Sus lienzos de mediano y gran tamaño explotan en color, en oscuridades moradas que se iluminan en rojo, en amarillos y grises, en naranjas sobre azules líquidos. El acrílico es la técnica que más le gusta porque va con la presteza de su búsqueda, y porque transparenta aquellos trozos de cartas o papel, o telas, que se revelan lentamente, como si cada cuadro contuviera una historia, a semejanza de la que nos precede a todos. Hija de exiliados de la guerra civil española, Leonora sabe de la importancia de las cartas que mantienen lazos, añoranzas, hacen nudos y amarres con el origen, o con el futuro, cuando ese lazo parece ir hacia la nueva vida que se gesta. Leonora explora las huellas y quizás siempre lo estuvo haciendo. Recuerdo la fascinación que me provocaba su relación con las telas, porque Leonora cosía cuando sus hijas eran pequeñas, sus dedos andaban buscando lo que ahora, en la etapa madura de la vida, aparece en los cuadros que invitan a escudriñar sus secretos, a manosearlos, a sospechar lo que hay detrás de las veladuras, del pequeño ciclista que recorre un camino, de las minúsculas llaves superpuestas que cuelgan de un árbol. En esta reciente muestra de 13 cuadros, Leonora Sisto contrasta lo pequeño y lo basto, en aquel paisaje colorido, se descubre el rastro de lo humano, como si el afán creativo colocara las cosas en su sitio: el hombre frente a la bastedad, pero no para disminuirlo, sino para resaltarlo, para diferenciarlo en sus congojas, en sus andares.

Los cuadros de Leonora Sisto rasgan al espectador como las telas que deshilaban las mujeres con paciencia y delicadeza, aquí los hilos protegen, son lazos maternos, o son alambres que atan.

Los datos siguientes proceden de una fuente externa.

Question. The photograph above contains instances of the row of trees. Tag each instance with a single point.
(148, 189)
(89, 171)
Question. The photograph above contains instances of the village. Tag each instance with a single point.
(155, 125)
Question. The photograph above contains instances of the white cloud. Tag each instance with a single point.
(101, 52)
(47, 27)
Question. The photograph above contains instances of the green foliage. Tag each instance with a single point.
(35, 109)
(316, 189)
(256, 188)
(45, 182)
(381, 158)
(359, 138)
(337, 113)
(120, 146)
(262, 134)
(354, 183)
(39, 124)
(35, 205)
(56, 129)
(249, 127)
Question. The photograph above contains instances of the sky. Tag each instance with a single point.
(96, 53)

Son objetos de supervivencia, porque quizás el arte siempre lo es. No sólo para el que pinta con denuedo y coloca en el lienzo un mundo personal, una mirada donde las emociones y la técnica van de la mano, se acompasan, sino para el que abreva de esos cuadros, ventanas que se añaden a la experiencia del mundo. La artista ha añadido el monotipo a las técnicas que explora, pero la textura es la constante, como si sus cuadros fueran piezas para ser tocadas. Tengo la certeza de que esa exploración no habrá de parar como lo apunta la exposición en la Galería Colorida de Lisboa en la que participará en septiembre. Hacer, exponer y exponerse es trabar un diálogo desde la intimidad del trabajo en el estudio a los muros hablantes de un recinto. Hay que afinar el oído para mirar la pintura de Leonora Sisto.